Isabella, a name in Spanish, and Arati, my name, share similar meanings. We pondered the idea of using this connection as the name for the restaurant. Given that this establishment holds great significance for me as my first venture, I desired a name that would reflect a personal touch.
Your "Patatas Bravas" have gained a cult following—what makes them so unique and special?
I received this recipe from a lovely elderly couple during my stay at their B&B in a small town called Ea in the Basque country. Their food was delicious, and I couldn't resist asking for the recipe. The potatoes are cooked three times to achieve the perfect crispiness, and the bravas sauce (prepared with smoked paprika and tomato) is a traditional Basque recipe, although there are many variations throughout Spain. They also taught me how to make Pan Con Tomate, a simple yet incredibly flavorful dish of tomatoes on toast.
Tell us about your restaurant's interiors and bar and their differences.
A typical Spanish bodega inspires the interior of the restaurant as one finds it on the streets of San Sebastian. I was very much in awe of some of the places I visited there; that was the basis of our design for the restaurant. Our bar was made keeping in mind a comfortable, cosy spot one would find in such a place, where you can linger over drinks and tapas for as long as you want. We have a lot of Spanish bull paraphernalia in our restaurant, which is a sight seen very often in a typical taberna in Spain. Overall, the whole place gives a very European feel when you walk in, making you forget that you are in Goa.
What motivated the introduction of Vermouth Making Classes, and what can attendees expect from this unique experience?
Vermouths are like wine to cheese for a Tapas bar. This drink is versatile and stunning to have on its own, especially when it's homemade with various botanicals and herbs. We created our own version of the three classic vermouths, which we use in our signature cocktails, lending them a unique flavour.
To educate our customers about vermouths, we started offering tastings and small information booklets about them at the bar. We noticed a growing interest in vermouths among people, which inspired us to create a masterclass that explains the origin and usage of vermouths. During the class, we provide a live demonstration of how to make vermouth at home, and each participant receives a demo kit containing all the necessary ingredients to make it themselves. Additionally, the class includes a tasting and pairing of vermouths with our specially crafted cheese and tapas platter and a brief demo of some vermouth cocktails that can be made at home. This unique experience is currently not offered by anyone else in India.
Do you face any challenges or competition as a new restaurant, particularly during peak seasons?
It's a well-known fact that many new restaurants are opening in Goa almost every week. However, the local Goan crowd prefers Goan cuisine the most, and it's a challenge for us to convince them to try Spanish food. Nevertheless, those who do come to our restaurant love the food we serve, and we feel blessed for that. Many locals frequently visit our place, and some of our dishes are of Portuguese origin, which resonates well with them.

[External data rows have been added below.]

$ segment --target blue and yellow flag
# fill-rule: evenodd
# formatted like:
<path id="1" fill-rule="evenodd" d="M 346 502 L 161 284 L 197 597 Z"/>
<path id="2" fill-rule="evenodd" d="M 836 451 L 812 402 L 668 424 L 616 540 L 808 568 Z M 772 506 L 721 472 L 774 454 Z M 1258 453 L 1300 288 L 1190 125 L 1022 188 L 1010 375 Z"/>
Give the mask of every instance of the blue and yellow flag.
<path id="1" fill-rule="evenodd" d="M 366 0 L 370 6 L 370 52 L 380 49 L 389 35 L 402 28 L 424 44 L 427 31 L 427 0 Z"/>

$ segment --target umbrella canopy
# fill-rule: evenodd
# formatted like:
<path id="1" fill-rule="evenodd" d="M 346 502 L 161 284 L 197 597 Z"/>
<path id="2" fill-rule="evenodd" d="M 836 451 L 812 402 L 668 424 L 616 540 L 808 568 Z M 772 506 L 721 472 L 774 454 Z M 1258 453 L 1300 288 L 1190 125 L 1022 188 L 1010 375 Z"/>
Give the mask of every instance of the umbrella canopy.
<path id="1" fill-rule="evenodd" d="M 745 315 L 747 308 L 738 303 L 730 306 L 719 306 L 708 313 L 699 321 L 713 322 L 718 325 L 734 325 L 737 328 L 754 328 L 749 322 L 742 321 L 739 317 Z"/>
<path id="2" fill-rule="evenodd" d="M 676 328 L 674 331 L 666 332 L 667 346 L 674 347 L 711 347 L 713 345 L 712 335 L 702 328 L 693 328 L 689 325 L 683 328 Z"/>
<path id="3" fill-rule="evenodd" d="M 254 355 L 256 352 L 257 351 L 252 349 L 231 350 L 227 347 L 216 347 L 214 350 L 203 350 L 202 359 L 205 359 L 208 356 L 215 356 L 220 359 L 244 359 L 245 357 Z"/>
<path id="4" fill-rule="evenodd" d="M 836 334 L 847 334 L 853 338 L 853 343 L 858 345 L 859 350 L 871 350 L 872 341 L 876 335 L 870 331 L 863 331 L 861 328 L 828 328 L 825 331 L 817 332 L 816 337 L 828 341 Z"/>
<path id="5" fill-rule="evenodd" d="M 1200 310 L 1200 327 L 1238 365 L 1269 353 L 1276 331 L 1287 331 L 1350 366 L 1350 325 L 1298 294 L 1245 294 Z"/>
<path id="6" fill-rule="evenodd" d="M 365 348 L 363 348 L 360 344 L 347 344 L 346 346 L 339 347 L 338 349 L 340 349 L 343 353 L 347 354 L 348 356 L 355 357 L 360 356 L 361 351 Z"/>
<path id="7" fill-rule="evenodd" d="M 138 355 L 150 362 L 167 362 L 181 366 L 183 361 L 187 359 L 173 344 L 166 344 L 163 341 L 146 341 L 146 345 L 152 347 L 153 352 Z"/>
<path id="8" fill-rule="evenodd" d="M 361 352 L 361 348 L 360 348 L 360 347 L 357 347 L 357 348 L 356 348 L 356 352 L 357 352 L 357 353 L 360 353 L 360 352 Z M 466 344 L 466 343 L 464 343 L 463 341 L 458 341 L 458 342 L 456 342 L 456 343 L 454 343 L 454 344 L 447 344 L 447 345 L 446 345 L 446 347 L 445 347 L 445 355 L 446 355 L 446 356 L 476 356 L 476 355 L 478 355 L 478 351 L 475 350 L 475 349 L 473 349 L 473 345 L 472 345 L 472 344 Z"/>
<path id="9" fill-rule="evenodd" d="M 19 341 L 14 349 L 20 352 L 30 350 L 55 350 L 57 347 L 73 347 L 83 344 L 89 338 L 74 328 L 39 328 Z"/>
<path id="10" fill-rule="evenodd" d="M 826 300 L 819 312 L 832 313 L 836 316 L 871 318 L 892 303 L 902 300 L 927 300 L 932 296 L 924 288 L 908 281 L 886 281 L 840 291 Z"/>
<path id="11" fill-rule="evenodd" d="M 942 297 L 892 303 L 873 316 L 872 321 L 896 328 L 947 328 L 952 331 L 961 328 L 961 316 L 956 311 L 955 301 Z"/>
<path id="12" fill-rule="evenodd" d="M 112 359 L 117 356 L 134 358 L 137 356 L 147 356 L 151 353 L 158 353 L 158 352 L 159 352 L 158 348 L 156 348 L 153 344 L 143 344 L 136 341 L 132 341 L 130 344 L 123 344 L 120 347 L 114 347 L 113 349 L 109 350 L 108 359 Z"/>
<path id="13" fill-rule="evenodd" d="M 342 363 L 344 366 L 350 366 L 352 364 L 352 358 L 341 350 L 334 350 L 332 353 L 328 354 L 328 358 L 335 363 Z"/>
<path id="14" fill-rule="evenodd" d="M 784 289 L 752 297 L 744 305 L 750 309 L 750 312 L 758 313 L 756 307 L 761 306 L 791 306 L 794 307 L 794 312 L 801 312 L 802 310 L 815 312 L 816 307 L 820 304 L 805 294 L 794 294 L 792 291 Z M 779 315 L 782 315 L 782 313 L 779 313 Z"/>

Tourists usually opt for local food since they are in Goa. However, we have noticed an upward trend in the number of curious tourists trying Isabella's food.
What is the first thing you notice when visiting a food outlet in another country or state?
When I visit any food outlet, I first notice the staff and the service. I gauge a place by how comfortable it makes me feel when I walk in, regardless of whether it's a hole-in-the-wall place with just one table or a Michelin-starred fine dining spot. After that, I pay attention to the food and drinks.
Is there any specific travel destination that influenced the way you perceive F&B business?
San Sebastian! Every bar, taverna, restaurant, or café is unique and inspiring. I have had the best octopus risotto at a crowded bar, served on a small plate while standing with my drink, and the best fine dining experience at many of its fancy spots. The attention given to food is mind-blowing! I always try to incorporate those qualities at Isabella's.